SVG: Salary increase agreed to with unions is fiscally sustainable

"by" Ernesto Cooke
Published : Post Last Updated :

The government of St. Vincent and the Grenadines and the Labour Movement have agreed to an increase in salaries for central government employees for the years 2023, 2024 and 2025.

The salary increases agreed upon will also be applicable to non-established wage earners and pensioners. Additionally, the government committed to implementing, in the 2023 fiscal year, personal income tax relief measures in keeping with the longstanding stated policy to reduce taxes paid by workers.

The salary enhancements agreed with the Unions are fiscally sustainable, in that it permits the government to satisfy the wage rule under our Fiscal Responsibility Framework. At that same time as it provides a reasonable increase in disposable income of the public servant which the economic circumstances permit.
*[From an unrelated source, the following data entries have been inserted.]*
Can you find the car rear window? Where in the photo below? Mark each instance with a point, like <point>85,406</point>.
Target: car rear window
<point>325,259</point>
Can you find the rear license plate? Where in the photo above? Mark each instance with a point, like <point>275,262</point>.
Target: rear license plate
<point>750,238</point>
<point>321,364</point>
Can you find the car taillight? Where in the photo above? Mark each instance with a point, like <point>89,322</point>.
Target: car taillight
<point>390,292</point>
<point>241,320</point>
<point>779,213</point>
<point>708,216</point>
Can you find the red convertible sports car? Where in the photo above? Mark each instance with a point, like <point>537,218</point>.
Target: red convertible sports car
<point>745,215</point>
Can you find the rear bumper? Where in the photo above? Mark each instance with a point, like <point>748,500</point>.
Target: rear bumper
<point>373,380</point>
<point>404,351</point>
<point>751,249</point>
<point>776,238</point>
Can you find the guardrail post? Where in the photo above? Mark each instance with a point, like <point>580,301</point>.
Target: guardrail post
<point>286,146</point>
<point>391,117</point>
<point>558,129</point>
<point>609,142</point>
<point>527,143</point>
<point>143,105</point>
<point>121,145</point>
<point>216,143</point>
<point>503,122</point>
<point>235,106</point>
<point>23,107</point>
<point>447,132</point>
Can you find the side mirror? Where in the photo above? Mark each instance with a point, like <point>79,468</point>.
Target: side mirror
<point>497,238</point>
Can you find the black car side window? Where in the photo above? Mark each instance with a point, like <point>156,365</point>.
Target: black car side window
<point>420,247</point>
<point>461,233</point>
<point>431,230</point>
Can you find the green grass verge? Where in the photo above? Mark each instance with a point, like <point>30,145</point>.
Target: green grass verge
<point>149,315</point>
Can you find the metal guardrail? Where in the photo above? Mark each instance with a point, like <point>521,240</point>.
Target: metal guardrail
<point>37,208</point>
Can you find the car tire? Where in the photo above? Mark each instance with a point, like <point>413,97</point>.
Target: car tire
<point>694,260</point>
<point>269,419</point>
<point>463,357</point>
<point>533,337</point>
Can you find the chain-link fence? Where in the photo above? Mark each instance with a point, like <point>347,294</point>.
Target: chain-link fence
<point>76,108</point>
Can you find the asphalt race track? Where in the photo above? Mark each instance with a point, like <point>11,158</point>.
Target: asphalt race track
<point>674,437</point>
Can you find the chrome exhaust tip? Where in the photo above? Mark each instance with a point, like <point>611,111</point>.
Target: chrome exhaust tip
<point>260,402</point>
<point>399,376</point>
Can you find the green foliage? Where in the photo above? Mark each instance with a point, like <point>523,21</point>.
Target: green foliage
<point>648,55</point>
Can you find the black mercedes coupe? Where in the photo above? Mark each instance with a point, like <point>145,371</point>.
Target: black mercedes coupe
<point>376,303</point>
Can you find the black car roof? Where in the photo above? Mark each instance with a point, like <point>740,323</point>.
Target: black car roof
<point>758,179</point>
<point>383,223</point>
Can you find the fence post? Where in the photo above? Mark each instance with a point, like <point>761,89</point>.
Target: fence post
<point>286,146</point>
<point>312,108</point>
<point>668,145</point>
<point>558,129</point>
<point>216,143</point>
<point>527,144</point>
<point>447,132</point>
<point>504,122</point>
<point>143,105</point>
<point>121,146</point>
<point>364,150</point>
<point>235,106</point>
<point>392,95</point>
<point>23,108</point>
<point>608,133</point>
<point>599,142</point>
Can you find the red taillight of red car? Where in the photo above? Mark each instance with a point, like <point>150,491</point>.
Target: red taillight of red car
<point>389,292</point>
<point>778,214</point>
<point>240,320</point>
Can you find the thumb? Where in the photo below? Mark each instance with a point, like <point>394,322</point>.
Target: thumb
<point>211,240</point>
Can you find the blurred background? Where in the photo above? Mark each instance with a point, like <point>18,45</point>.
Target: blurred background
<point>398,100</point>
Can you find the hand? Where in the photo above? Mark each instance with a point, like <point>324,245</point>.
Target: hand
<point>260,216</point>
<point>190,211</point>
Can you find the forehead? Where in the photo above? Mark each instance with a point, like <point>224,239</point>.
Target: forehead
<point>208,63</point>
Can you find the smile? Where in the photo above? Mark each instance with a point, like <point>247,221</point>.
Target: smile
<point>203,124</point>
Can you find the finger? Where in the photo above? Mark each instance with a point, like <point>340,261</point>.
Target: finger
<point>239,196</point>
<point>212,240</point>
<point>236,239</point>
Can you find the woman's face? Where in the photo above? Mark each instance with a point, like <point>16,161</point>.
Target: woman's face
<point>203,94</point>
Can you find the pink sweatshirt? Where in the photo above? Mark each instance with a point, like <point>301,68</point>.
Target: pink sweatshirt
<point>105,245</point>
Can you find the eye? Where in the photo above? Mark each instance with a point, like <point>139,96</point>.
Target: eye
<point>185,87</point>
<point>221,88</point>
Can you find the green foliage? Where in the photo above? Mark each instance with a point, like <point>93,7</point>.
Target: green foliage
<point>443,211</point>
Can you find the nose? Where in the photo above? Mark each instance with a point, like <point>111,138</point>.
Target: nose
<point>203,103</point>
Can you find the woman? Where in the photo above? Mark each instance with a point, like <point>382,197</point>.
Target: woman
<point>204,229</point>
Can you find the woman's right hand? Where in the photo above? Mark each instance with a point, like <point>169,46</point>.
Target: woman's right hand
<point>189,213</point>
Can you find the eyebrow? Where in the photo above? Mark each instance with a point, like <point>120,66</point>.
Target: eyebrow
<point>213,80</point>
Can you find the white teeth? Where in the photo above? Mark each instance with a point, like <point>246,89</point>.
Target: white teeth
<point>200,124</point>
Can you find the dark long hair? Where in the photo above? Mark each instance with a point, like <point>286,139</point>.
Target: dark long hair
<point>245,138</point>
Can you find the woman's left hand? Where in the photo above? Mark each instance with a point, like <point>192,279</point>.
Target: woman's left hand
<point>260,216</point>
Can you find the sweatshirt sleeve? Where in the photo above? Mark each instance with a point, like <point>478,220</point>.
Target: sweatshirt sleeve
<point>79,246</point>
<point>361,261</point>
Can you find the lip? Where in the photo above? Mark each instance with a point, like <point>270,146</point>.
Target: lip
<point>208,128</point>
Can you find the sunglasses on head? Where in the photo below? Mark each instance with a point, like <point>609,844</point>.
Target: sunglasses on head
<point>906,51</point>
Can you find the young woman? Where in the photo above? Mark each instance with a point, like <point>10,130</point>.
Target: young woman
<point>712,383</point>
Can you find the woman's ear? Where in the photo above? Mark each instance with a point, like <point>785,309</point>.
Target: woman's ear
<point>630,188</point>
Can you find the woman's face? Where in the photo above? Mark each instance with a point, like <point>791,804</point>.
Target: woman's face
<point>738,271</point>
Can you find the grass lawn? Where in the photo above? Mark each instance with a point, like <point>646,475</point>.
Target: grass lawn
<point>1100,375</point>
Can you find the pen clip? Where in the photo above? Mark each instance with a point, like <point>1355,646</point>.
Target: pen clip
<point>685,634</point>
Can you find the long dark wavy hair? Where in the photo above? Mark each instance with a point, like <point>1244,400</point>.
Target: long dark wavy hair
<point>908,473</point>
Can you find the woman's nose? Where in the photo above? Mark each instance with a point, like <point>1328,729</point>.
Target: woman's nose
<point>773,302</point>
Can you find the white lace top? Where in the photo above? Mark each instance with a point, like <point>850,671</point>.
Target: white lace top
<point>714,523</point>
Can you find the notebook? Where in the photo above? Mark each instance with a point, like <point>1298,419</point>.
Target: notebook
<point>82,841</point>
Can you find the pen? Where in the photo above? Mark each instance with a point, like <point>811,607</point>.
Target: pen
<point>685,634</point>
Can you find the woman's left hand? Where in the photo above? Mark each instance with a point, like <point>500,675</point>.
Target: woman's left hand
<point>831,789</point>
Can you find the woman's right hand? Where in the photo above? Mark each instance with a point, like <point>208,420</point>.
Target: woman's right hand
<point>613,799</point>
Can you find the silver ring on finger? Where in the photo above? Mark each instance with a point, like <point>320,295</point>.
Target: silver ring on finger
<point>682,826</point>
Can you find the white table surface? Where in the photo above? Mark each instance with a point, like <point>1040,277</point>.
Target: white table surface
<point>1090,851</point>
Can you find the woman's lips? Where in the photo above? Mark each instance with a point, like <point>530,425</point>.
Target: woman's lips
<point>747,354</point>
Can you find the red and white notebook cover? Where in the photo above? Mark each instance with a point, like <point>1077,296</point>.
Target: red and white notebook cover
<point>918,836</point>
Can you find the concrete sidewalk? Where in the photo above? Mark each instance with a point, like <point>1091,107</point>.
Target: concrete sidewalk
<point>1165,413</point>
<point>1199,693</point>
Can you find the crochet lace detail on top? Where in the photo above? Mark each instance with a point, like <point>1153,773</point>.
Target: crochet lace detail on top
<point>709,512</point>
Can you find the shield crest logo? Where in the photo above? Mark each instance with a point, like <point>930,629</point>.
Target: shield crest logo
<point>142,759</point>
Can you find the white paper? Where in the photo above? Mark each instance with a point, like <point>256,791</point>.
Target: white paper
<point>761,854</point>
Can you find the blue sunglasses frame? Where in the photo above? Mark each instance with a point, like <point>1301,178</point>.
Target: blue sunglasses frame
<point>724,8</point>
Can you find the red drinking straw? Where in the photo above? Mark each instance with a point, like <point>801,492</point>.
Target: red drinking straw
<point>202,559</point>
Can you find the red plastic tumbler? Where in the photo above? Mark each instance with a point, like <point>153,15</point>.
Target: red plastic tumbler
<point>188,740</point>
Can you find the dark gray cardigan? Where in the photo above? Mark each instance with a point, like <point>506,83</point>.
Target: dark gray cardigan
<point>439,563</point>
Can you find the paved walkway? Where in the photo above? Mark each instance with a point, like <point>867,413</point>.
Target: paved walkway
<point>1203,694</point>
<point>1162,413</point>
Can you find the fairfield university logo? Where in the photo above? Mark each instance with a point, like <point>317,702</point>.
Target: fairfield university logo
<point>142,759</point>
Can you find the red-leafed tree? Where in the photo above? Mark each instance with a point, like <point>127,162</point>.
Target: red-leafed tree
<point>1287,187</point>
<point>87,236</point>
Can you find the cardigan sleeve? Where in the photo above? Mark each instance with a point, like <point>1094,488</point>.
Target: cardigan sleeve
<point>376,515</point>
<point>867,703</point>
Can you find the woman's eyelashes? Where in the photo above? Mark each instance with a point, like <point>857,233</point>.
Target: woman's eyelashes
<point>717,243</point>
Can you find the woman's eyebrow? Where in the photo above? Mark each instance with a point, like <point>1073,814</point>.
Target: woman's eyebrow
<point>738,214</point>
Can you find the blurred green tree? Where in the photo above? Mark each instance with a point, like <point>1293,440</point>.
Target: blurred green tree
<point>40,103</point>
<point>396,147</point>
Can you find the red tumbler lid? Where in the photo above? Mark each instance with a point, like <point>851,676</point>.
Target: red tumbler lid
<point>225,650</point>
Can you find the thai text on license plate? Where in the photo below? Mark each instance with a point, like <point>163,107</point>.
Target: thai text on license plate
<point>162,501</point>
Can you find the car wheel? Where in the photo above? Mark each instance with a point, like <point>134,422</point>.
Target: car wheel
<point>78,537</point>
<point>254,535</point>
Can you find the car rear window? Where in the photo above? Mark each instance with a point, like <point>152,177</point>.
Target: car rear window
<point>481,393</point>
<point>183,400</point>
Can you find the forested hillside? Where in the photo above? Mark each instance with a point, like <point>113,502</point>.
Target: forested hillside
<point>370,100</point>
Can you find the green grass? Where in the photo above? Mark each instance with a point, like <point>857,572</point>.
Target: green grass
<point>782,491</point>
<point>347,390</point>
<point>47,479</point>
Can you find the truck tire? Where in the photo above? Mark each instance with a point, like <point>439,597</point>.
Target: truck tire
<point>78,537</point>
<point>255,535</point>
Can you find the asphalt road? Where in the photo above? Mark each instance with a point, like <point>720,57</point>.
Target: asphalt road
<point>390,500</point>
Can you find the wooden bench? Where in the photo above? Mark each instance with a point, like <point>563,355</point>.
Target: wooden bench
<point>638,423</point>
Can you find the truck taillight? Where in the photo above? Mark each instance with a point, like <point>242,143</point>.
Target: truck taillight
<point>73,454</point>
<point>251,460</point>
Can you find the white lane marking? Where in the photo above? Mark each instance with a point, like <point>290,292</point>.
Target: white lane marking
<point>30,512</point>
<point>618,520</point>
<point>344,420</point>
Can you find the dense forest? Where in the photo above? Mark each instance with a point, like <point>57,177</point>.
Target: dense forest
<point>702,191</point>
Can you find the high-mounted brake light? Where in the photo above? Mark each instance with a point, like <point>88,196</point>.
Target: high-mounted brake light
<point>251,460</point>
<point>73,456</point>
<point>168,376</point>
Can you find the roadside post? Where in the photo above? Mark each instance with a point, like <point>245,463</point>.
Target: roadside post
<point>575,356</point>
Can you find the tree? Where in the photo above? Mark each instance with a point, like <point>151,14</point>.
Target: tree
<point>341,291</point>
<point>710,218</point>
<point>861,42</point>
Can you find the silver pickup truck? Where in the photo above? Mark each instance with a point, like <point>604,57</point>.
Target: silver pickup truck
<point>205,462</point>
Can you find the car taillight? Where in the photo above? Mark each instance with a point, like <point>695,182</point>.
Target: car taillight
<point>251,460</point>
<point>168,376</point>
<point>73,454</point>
The entire salary enhancement package comprises the following:

  1. A seven (7) percent increase in salaries, wages and pensions over the three-year period is as follows:
    1. 2023 FY 2.5%;
    2. 2024 FY 2.0%.
    3. 2025 FY 2.5%
  2. An increase in the standard deduction for Personal Income Tax from $20,000 to $22,000; and
  3. A reduction of the top marginal rate for Personal Income Tax from 30% to 28%.

The increase in Salaries, Wages and Pensions package is estimated to cost the government $25.89 million over the three-year period. The tax relief measures are estimated to cost $23.89 million. In total, the salary enhancement package is estimated to cost $51.79 million over the period 2023 to 2025.